Tall, poet and editor of the Seneca Review
, has long championed a form called the lyric essay, which employs the associative movement and lyrical suggestiveness of poetry while also maintaining the familiar narrative structures and conventional organization of prose. In a singular extended work in this form, Tall (Summons
) constructs a powerful account of her search for the origins of her Ukrainian Jewish family; her parents and other relatives emigrated to the U.S. around WWII and proceeded to disavow their past in an effort to overcome traumatic memories of pogroms and Nazi genocide.
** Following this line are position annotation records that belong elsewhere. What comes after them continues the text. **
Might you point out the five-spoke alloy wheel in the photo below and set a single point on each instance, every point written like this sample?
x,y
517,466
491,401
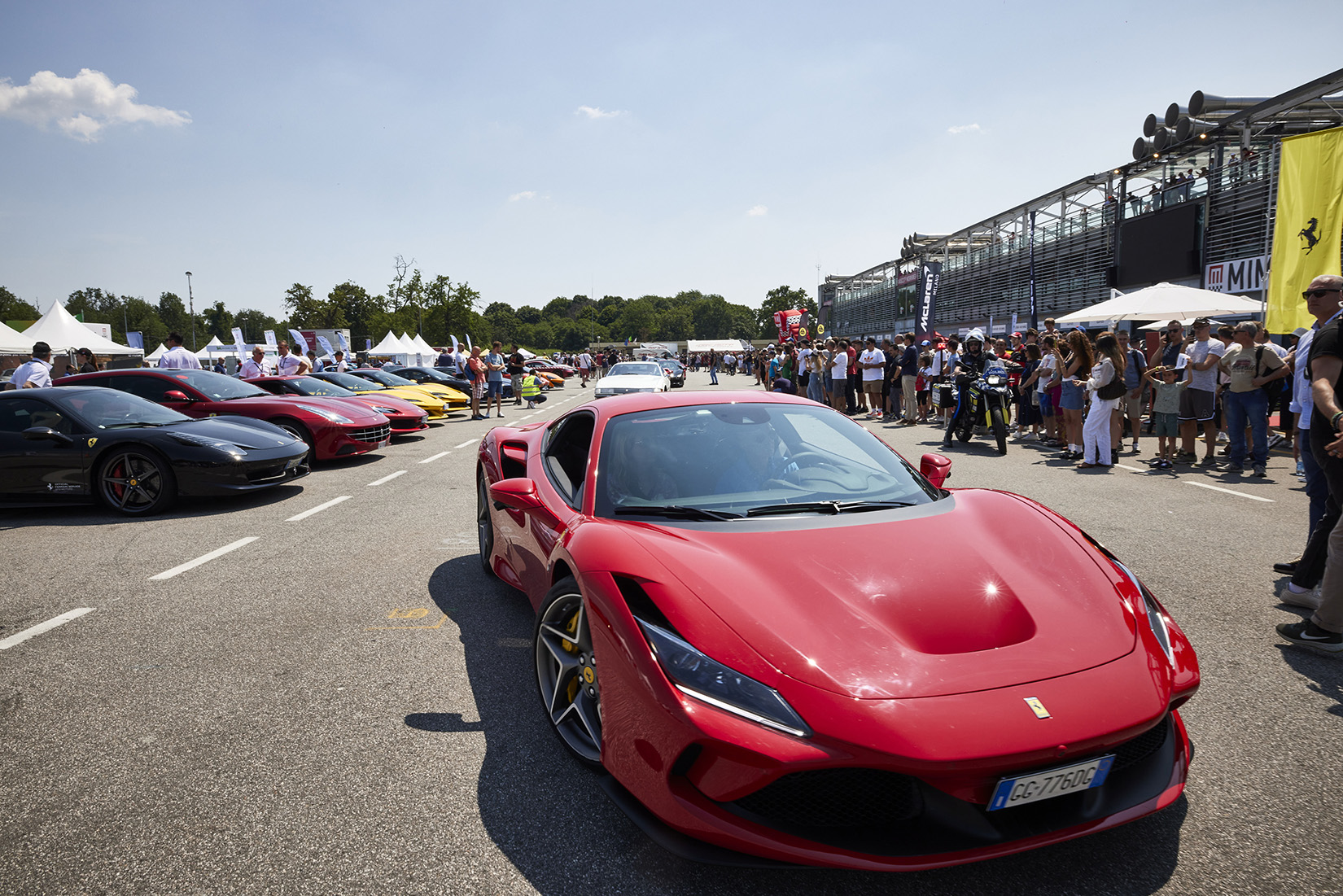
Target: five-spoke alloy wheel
x,y
567,671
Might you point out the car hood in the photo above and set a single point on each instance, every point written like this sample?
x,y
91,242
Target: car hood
x,y
242,431
982,590
630,380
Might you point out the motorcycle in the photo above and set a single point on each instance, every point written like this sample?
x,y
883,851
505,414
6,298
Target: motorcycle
x,y
983,402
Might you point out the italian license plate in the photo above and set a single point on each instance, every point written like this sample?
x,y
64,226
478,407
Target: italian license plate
x,y
1053,782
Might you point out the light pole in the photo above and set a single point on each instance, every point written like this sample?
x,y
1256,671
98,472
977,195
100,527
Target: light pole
x,y
191,309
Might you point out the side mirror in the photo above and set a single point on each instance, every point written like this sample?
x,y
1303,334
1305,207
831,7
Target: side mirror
x,y
516,495
935,468
35,433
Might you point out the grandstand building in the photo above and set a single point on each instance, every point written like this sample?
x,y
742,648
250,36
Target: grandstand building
x,y
1193,208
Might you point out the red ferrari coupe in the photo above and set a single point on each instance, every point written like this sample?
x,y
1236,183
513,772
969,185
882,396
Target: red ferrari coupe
x,y
330,431
781,638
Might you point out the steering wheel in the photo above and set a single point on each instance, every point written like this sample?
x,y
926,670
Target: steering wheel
x,y
820,460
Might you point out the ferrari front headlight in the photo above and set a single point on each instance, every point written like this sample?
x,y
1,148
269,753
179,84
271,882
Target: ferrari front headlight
x,y
698,676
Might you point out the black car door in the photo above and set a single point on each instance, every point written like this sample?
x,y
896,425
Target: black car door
x,y
46,468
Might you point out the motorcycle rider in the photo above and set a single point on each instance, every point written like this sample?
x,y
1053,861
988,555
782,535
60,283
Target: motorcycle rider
x,y
970,365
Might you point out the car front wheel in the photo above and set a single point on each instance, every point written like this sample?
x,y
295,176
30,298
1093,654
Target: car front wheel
x,y
567,672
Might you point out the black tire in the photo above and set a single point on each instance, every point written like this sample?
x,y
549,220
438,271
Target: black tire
x,y
136,481
299,431
1000,429
566,672
483,522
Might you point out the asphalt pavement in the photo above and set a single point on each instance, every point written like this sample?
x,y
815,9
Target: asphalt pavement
x,y
316,689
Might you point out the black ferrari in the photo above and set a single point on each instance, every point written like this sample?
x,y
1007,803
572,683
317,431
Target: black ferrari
x,y
84,444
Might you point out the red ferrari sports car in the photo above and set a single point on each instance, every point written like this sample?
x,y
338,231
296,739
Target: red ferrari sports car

Throughout her upbringing, Tall's parents maintained a strict, if suspicious, silence about their relatives and lives before emigrating, leaving Tall, now a wife and mother of two daughters, desperate for information about her family history. In short chapters bearing repeated titles ("Anatomy of Secrecy," "The Dream of Family"), Tall movingly traces her genealogical quest, which leads her to the discovery of her family's pre–Ellis Island name (Talesnick), the revelation of a forgotten uncle abandoned to a mental institution and, finally, a meeting with her family's last ailing matriarch near Ladyzin, Ukraine. This deeply affecting account offers new formal avenues for memoir while providing a necessary piece of the ever-unfolding puzzle of 20th-century Jewish diaspora. (Nov.)